I'm a software engineer myself, and I already believe that great advice can
come from unexpected sources, so I visited your website willing to be
convinced that you really do know what you are talking about.

These are a few things that I had immediate and decisive opinions on:

\- Your title here: "My self-published book on being a great developer" \-
Sets me up to expect advice from someone like myself (otherwise why would you
self-publish?) -- which is a good thing. It's a sign that you relate to me.
And "on being a great developer". Concise, I really like that. Off to a great
start!

\- "theseniorsoftwareengineer.com" \- Good domain name. I like you already.
Connotes relation to career and adding the "the" makes me think about the true
meaning of "senior".

Then I get to your website. Sorry to say, but that's where it goes south.

\- It reminds me of those scammy "make millions on the internet" advertisement
websites. They may actually make a lot of money with their over-the-top
styling, so I'm not saying I'm right, but it's a turnoff to me.

\- Excerpts - Good! But they don't stand out. Call them out! Maybe even link
some great quotes to the excerpt page instead of the word "excerpt".

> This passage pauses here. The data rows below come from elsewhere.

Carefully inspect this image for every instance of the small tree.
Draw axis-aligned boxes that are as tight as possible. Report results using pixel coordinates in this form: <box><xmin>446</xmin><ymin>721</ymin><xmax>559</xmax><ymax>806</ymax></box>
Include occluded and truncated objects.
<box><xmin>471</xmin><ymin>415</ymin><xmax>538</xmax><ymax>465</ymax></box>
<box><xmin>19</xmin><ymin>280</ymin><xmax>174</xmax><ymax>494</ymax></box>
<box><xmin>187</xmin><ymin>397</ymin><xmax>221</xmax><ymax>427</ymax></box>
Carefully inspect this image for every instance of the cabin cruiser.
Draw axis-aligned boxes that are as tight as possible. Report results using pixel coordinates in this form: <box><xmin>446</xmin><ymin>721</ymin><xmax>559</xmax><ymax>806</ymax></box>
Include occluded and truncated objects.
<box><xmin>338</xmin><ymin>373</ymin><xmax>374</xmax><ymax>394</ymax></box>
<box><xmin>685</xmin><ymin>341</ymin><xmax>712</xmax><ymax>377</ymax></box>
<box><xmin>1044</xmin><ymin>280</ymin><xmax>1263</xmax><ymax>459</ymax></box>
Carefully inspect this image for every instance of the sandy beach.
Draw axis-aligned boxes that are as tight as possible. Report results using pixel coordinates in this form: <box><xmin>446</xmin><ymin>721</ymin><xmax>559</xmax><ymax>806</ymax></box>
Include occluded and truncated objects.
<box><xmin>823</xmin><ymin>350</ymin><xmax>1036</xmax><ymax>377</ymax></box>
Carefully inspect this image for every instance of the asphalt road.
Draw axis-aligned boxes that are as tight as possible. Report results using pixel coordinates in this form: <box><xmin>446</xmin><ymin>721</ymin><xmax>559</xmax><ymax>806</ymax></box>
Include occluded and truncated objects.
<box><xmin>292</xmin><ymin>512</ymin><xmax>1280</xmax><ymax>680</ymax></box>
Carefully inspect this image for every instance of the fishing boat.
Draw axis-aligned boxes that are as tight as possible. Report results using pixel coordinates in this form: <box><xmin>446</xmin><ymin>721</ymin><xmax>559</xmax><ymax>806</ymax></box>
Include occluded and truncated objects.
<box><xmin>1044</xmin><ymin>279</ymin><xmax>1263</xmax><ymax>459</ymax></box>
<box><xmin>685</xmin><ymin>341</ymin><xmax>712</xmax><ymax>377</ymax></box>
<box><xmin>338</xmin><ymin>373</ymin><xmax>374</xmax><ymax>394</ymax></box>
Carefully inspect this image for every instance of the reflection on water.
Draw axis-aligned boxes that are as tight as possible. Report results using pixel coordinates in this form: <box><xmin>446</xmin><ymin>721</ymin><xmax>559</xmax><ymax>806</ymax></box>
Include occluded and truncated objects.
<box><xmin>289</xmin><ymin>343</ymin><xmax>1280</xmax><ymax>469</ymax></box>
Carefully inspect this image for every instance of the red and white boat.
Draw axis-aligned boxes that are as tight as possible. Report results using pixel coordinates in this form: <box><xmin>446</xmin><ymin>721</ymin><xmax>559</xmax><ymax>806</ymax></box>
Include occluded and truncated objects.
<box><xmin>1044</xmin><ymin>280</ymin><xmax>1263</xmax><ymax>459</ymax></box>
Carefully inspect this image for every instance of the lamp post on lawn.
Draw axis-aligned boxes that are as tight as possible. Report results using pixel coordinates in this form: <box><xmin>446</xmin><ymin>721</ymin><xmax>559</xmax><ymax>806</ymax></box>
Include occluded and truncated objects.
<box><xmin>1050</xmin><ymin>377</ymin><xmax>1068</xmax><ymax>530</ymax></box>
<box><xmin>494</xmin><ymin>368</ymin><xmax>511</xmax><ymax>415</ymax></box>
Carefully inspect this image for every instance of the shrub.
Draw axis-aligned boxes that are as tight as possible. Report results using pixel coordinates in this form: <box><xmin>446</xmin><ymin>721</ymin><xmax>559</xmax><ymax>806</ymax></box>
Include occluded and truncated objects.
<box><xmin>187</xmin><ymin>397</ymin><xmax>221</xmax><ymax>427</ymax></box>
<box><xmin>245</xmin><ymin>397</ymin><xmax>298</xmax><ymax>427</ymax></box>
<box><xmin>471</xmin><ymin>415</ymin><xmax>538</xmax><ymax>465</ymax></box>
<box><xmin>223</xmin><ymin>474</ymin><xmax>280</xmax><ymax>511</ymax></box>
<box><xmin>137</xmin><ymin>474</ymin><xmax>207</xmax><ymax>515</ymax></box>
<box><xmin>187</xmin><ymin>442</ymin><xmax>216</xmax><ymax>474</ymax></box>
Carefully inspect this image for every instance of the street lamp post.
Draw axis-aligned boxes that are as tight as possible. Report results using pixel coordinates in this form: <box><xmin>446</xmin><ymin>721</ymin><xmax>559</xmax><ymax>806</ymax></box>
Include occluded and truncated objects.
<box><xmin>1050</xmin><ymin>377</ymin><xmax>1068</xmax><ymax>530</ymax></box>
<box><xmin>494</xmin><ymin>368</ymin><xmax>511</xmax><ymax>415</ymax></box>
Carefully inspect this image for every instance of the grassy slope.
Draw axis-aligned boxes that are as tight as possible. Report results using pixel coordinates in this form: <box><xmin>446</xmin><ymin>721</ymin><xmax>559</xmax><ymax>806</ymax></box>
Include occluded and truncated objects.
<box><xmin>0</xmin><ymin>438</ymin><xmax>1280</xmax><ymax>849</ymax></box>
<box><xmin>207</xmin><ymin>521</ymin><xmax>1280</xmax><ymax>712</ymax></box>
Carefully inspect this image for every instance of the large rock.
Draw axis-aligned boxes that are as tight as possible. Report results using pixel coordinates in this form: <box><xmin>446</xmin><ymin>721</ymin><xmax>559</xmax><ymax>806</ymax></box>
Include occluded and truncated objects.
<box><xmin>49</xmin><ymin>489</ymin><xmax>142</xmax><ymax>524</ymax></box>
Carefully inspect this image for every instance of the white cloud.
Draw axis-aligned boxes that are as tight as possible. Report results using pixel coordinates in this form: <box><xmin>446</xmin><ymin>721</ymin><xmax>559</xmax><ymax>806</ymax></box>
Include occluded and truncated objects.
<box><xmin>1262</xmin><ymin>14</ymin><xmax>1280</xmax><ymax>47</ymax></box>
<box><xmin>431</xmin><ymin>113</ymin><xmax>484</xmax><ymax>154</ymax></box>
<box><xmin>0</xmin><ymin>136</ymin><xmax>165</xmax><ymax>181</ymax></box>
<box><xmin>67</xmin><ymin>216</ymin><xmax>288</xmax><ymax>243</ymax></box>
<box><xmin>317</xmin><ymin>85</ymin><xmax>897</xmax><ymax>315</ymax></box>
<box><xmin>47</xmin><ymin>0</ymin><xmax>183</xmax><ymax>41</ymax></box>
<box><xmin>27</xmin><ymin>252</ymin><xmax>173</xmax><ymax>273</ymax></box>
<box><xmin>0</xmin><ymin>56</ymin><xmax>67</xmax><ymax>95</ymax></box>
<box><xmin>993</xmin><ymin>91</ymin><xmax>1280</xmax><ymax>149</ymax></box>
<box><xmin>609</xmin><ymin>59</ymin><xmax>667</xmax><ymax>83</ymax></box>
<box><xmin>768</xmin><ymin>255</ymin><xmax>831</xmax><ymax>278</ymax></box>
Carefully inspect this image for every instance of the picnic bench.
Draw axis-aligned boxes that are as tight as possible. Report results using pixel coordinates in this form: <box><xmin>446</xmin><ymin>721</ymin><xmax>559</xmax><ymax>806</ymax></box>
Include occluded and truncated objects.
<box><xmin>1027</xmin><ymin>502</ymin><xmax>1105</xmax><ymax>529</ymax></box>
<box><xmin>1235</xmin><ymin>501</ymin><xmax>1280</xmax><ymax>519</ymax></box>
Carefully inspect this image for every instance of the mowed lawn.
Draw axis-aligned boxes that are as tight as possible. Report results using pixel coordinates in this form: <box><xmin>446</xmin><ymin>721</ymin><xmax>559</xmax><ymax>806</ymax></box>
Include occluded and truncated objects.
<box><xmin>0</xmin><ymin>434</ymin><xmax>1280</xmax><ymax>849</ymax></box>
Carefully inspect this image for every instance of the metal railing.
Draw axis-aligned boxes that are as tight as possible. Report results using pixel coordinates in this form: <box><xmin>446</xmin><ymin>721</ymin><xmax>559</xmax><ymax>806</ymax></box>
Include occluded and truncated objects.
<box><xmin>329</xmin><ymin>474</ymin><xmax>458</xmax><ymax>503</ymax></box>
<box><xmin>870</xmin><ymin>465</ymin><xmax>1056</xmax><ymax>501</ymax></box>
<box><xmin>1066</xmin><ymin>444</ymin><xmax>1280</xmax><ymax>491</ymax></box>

\- The checklist - it's gotta go. I didn't read it, even though the text was
huge.

\- Try to neutralize the statement "Not interested in management?". I don't
think you need to preemptively limit your audience.

\- The cover -- Your style is up to you, but because the text is fairly small,
in thumbnail size it doesn't balance well against the huge text on the rest of
the page. And I like large text -- but it just needs to balance well.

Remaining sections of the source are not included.